Richard Clauselle Puryear was born on February 9, 1801, in Mecklenburg County, Virginia, to John and Sarah Puryear. The family moved to North Carolina around 1811, and his father died around the same time. He married Elizabeth Ann Clingman, and they had at least six children: Jane, born around 1831; Sarah, born around 1839; Henry, born around 1841; Elizabeth, born around 1845; Richard, born around 1848; and Thomas, born around 1849. His wife died in 1850. Puryear became a planter, eventually owning 700 acres of land and at least 22 enslaved laborers. By 1850, he owned $15,300 of real estate. A decade later, he owned $20,000 of real estate and $36,350 of personal property.
Puryear served as a colonel in the state militia and as a county magistrate. He supported the Whig Party, and he served several terms in the North Carolina legislature between 1838 and 1852. He was elected to the United States House of Representatives in 1853 and won reelection two years later. In April 1855, one supporter praised his “sterling sense…incorruptible patriotism, and private virtues.”

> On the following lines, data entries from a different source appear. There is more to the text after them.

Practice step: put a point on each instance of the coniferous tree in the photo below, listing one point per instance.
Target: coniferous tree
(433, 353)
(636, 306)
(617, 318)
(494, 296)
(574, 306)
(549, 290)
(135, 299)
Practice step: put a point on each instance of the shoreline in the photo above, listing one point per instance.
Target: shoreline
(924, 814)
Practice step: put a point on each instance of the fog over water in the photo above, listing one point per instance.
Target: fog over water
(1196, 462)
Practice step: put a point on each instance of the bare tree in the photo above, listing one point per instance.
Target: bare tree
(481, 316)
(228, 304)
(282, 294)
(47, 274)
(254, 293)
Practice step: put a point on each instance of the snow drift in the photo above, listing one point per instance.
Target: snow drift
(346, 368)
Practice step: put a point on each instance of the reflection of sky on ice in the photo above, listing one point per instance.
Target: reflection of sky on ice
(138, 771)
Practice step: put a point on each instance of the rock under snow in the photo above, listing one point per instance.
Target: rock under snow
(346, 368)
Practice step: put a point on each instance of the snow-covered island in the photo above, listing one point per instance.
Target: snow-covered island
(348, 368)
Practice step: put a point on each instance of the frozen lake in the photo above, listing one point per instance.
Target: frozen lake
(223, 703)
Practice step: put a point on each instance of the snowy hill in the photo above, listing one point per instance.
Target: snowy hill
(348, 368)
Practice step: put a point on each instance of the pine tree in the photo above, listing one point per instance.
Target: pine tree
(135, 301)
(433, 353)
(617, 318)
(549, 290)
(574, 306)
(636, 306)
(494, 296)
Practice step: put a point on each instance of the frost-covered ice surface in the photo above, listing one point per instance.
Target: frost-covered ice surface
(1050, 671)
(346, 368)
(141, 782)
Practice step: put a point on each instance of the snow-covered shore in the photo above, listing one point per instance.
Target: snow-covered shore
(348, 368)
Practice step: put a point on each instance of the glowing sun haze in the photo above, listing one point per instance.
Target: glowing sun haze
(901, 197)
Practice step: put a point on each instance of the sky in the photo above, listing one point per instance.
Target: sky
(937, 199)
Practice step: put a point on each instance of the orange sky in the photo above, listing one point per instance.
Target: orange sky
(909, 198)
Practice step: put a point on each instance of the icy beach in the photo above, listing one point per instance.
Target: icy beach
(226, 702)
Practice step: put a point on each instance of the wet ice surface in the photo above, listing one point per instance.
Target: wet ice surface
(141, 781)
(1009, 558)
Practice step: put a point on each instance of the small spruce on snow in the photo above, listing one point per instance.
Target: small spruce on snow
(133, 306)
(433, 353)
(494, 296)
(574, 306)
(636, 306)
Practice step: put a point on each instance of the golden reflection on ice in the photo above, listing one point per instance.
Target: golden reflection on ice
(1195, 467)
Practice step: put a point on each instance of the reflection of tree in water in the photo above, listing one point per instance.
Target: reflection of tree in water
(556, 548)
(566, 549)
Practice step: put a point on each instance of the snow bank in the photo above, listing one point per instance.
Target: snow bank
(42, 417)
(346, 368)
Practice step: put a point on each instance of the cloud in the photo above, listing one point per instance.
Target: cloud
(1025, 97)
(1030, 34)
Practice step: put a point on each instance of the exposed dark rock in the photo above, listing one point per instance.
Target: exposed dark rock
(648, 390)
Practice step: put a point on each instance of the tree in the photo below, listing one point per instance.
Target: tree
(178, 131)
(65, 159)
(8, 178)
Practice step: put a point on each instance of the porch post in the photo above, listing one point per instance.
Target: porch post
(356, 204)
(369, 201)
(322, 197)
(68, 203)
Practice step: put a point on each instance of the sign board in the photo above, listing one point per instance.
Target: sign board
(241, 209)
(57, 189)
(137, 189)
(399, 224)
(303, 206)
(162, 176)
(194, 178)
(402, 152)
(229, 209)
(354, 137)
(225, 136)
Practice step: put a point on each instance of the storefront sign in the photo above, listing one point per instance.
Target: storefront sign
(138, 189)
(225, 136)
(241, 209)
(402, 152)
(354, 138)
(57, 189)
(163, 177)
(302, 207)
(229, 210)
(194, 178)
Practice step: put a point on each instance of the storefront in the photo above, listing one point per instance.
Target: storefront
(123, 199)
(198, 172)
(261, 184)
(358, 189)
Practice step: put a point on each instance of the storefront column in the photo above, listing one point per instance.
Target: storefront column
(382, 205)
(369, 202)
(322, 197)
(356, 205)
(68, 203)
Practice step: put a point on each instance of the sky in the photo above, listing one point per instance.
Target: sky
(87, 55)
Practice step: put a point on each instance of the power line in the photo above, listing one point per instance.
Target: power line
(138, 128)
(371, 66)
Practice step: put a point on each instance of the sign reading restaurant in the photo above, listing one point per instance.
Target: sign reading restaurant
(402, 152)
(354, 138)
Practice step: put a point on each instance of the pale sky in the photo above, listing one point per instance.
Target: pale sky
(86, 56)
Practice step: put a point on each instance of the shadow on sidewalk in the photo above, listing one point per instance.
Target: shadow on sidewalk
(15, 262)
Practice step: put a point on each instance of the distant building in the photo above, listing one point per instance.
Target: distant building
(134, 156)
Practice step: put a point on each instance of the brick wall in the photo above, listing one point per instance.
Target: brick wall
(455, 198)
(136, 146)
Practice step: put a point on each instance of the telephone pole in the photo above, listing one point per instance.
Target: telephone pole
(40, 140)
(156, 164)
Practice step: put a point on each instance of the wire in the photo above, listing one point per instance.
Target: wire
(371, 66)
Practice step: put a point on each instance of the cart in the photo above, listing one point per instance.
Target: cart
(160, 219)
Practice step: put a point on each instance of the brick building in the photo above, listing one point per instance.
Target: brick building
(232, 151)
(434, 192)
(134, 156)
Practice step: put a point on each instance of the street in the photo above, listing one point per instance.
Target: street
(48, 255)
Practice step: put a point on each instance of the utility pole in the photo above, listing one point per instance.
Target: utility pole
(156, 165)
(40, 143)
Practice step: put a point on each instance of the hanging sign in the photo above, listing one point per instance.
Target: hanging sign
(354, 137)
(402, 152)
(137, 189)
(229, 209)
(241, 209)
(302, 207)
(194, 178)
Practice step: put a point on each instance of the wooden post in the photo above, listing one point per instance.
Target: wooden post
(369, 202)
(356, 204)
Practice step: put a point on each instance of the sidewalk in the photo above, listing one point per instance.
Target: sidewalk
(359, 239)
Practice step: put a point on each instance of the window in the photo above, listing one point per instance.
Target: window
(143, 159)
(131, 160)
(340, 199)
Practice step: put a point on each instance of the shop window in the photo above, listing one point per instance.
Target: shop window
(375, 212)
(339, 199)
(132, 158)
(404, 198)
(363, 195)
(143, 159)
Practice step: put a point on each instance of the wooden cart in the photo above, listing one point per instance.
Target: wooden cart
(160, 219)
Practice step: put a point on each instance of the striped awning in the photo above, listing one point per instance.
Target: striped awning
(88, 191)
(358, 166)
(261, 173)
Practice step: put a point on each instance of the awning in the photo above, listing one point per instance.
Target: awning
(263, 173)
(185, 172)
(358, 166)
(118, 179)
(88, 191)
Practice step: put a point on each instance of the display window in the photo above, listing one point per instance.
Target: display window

He voted against the Kansas-Nebraska Act in 1854, and the following year, he delivered speeches highlighting the “sanctity of compromise and the dangers of agitation.” When the Whig Party collapsed in the 1850s, he joined the American Party. In one speech, he reportedly “declaimed long and loudly against foreigners and Roman Catholics.” He ran for reelection again in 1857, but critics painted him as an abolitionist, and he ultimately lost the election. He later joined the state’s Opposition Party, and he served as president of the party’s state convention in February 1860. The convention denounced both Democrats and “Black Republicans” as “political opponents, upon whom it is their duty to war.”
In the election of 1860, he supported Constitutional Union Party candidate John Bell. He remained loyal to the Union during the secession crisis, and he attended a Unionist meeting on December 29, 1860. The men “declare[d] their devotion to the present government of the Union, and their intense desire that it should be preserved according to the Constitution.” President Abraham Lincoln’s call for 75,000 troops on April 15, 1861, however, prompted him to side with the Confederacy. He served as a delegate to the Provisional Confederate Congress in 1861. As one scholar noted, “in this capacity he did little but attend and vote regularly.” He “voted consistently for lower taxes and more exemptions,” but he was a “strong supporter of the other war measures coming before Congress.”
After the war, Puryear attended the National Union Convention in Philadelphia in August 1866. He died in Yadkin County on July 30, 1867.